# Great Grandmaster Ernesto Presas passes Away



## Dan Anderson

This is from fma.net:

I just received a call from the Presas family. It is my sorrowful duty to announce to all Kombatan practitioners, all IPMAF members, and all my fellow FMA practitioners, that Great Grandmaster Ernesto Amador Presas passed away in his sleep today in Manila (Nov. 1, 2010 in the Philippines, October 31 here in the States). 

I spoke with Mercy (Mrs. Presas). All she can say right now is that GGM's body will be brought back to Hinigaran. I will announce dates and times as funeral arrangements are made.

To my teacher, my mentor, and my friend, Thank you for all you've done for me, for our people, and for martial art practitioners the world over.
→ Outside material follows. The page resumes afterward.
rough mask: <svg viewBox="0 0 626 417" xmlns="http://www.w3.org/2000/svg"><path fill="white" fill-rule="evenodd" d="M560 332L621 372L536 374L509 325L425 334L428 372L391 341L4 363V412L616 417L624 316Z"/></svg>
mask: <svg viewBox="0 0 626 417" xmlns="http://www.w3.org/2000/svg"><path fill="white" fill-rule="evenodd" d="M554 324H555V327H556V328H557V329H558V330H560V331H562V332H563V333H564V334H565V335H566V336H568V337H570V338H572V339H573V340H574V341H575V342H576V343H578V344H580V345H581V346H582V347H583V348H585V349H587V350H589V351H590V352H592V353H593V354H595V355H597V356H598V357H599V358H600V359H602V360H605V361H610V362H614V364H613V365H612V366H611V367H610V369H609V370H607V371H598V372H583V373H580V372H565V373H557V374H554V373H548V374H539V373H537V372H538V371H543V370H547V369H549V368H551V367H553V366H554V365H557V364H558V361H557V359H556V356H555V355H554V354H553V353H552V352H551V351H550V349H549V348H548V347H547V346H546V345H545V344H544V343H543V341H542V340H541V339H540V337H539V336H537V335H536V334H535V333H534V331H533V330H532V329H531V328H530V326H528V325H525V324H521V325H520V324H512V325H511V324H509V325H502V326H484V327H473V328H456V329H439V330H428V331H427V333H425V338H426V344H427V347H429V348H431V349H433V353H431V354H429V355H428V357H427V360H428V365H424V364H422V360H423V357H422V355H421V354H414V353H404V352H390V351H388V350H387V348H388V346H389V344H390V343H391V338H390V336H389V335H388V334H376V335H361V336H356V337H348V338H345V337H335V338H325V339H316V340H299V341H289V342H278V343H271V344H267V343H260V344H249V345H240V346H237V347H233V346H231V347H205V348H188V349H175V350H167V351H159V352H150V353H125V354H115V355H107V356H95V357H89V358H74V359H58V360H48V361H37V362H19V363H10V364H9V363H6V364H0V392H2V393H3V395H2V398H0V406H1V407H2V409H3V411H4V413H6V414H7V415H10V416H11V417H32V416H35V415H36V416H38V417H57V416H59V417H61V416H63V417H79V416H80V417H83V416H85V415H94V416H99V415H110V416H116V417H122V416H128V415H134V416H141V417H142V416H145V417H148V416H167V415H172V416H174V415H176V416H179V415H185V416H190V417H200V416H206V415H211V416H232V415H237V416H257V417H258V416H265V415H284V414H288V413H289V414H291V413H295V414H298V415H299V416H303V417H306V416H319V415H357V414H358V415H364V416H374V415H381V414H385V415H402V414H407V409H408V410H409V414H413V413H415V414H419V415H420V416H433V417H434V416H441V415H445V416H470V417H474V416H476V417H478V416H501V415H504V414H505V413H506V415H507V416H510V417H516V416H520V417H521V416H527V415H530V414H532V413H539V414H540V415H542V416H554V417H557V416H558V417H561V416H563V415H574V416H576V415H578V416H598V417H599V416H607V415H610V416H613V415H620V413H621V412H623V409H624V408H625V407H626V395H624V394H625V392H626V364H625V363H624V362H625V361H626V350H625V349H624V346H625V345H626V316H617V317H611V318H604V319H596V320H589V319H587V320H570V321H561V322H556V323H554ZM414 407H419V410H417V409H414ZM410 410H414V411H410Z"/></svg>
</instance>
Alex(ander Bautista Bayot France)
Email: AlexFranceSr@gmail.com
Cell: (925) 864-7477


----------



## Bob Hubbard

MT Memorial Thread:
http://www.martialtalk.com/forum/showthread.php?t=91318


----------



## blackdiamondcobra

Rip


----------



## Drac

R.i.p


----------



## pakyon

R.I.P.  

Ernesto's close family friends the Urbano's always spoke with much love in their eyes when they told me stories about growing up with the Presas Brothers in the PI...


----------



## seasoned

.


----------



## graywolf

This is very sad news for all the martial arts family..."Any man's death diminishes me because I am involved in mankind."...John Donne
Codially, Howard Vanderbeck


----------



## Mider1985

R.i.p.


----------